Here is the latest letter from Mabel to her mother back in Croydon.
My dearest Mother
We are still stewing slowly but surely. I really am beginning to feel quite limp, but it can’t last much longer. Every evening it clouds over and it looks as if it were going to be a tremendous storm and then it slowly clears away again. But one of these evenings it will give the most enormous ‘bust’ and then we shall have plenty of rain for a few days. What makes it worse here is the glare of the sand. Wherever you look on the ground you see nothing but this white sand and it gets most annoying after a time. Of course there is plenty of green because there are such heaps of trees, but it would be so nice to have grass on the ground.
We went for a very jolly trip in the launch yesterday afternoon, starting at 2.30 and getting back at 6.30. We went up the canal and through one big lake then up another bit of canal and halfway across another big lake but that was full of weeds which got twisted round the propellor so we had to stop. We have got oars for the boat when the water is too weedy to steam but it is very hard work and wants strong men. We got nearly as far as Chilan, our nearest town, but we had to turn back as it was getting late and of course it is dark soon after six.
There are man-eating crocodiles in the swampy parts. We have not seen one yet but a man had his hand bitten off yesterday by one at Madampe which is only two miles away. George called me down this morning to see a young crocodile that some boys had caught, such a beastly looking thing, 3 or 4 feet long. They had its mouth propped open with a bit of wood to prevent its snapping.

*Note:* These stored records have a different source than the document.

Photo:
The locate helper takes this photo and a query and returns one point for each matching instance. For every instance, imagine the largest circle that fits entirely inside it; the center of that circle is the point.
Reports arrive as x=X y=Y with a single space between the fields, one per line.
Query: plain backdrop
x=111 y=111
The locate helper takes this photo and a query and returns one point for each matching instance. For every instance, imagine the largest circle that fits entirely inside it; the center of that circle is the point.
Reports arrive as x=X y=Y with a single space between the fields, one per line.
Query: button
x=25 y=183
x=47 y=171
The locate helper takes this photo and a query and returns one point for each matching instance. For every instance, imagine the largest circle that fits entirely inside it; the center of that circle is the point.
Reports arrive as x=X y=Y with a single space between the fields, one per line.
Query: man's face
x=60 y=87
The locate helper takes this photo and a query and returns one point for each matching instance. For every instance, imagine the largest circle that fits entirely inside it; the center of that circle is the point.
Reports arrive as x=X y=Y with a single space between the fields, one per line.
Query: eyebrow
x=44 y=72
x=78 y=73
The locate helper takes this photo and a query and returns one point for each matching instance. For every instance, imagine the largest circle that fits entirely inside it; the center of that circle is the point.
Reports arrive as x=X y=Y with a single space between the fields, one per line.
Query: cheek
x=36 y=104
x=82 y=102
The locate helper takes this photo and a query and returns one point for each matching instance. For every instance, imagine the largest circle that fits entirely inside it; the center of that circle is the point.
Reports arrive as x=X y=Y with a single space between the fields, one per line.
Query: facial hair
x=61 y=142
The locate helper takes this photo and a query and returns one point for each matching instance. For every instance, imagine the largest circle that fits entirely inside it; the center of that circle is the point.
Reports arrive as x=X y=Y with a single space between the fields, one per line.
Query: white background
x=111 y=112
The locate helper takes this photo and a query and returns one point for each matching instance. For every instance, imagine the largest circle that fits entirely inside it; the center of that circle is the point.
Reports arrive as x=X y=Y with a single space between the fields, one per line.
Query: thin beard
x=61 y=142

It pretended to be half dead, but Mr Van Boot says they are awfully artful and do it on purpose to put you off your guard. They had a piece of rope tied round its neck and they put it in the canal and let it swim about. If one of them had gone in the water, it would have made for them at once.
The mills are closed this week, they won’t be open till next Monday. The Bhuddists have a big festival at the beginning of the week. It is their New Year, so none of them would come to work, and of course the Roman Catholics would not come at the end of the week so they think it better to close altogether. The people here are all either Bhuddists or Roman Catholics, hardly any Protestants.
George and I have decided not to go away for Easter but to wait and go later on. For one thing it will either be very hot or very wet in Colombo and in either case we should not be able to do much and also staying at an hotel of course is fairly expensive, and although the Orient Co. paid for our actual moving, still there were a good many things we did for ourselves. So with one thing and another there are sone fairly big bills to pay off this month. It will be much nicer to go presently and have a ‘bust’ with a clear conscience. I don’t think it would do either of us much good to go to Colombo now as it is dreadfully hot there and the bedrooms at the G. O. H. would be quite unbearable. Here we always get a breeze however hot it is and when the monsoon bursts the wind will be S.W. and will blow straight from the sea which is only a few miles away.
George will be able to take things easy this week, although I think he wants to do something to the engine. Still he will have plenty of time to lazy about and the rest will do him good as his work is very worrying and he is beginning to get a bit done up with the heat. He has been taking Eno pretty regularly and I am also making him take quinine. I took some this morning as I had a headache. I think I was in the sun too much yesterday although the awning to the boat is very thick and I had my sunshade up as well. The sun is pretty well exactly overhead now at noon and between about 8am and 5pm it is dangerous to be out in it without a thick head covering.
I shan’t be able to get any butterflies until I go to Colombo as I want to get the ‘Killing Bottle’ myself. I don’t like to risk sending for it by post as they are sure to send something wrong.
It will be very horrid having Good Friday and Easter Sunday with no church. I have not heard yet that they are going to have any service. I wish they would but am afraid it is impossible.
Oh, how you would hate the ants and other insects, they are everywhere. I have to wrap the Pomade in wax paper and then it doesn’t keep them out entirely. They would soon eat it all up if they got the chance. I don’t mind them so long as they don’t bite, but there is a very tiny sort that give you nips that quite make you jump. I am a martyr to heat bumps now. They come up all over my hands and arms almost as bad as mosquito bites. I think perhaps it is the iron in the water, and when we get some rain it will be better.
Breakfast is ready and George is rampagious* so I must be off.
Lots of love and kisses to everybody
Your very affectionate daughter
I signed myself Mabel Gibson in two letters the other day. It is very difficult to get out of it.
*Violent and boisterous; unruly. From rampage. Originally Scottish. (Who knew. Not me.)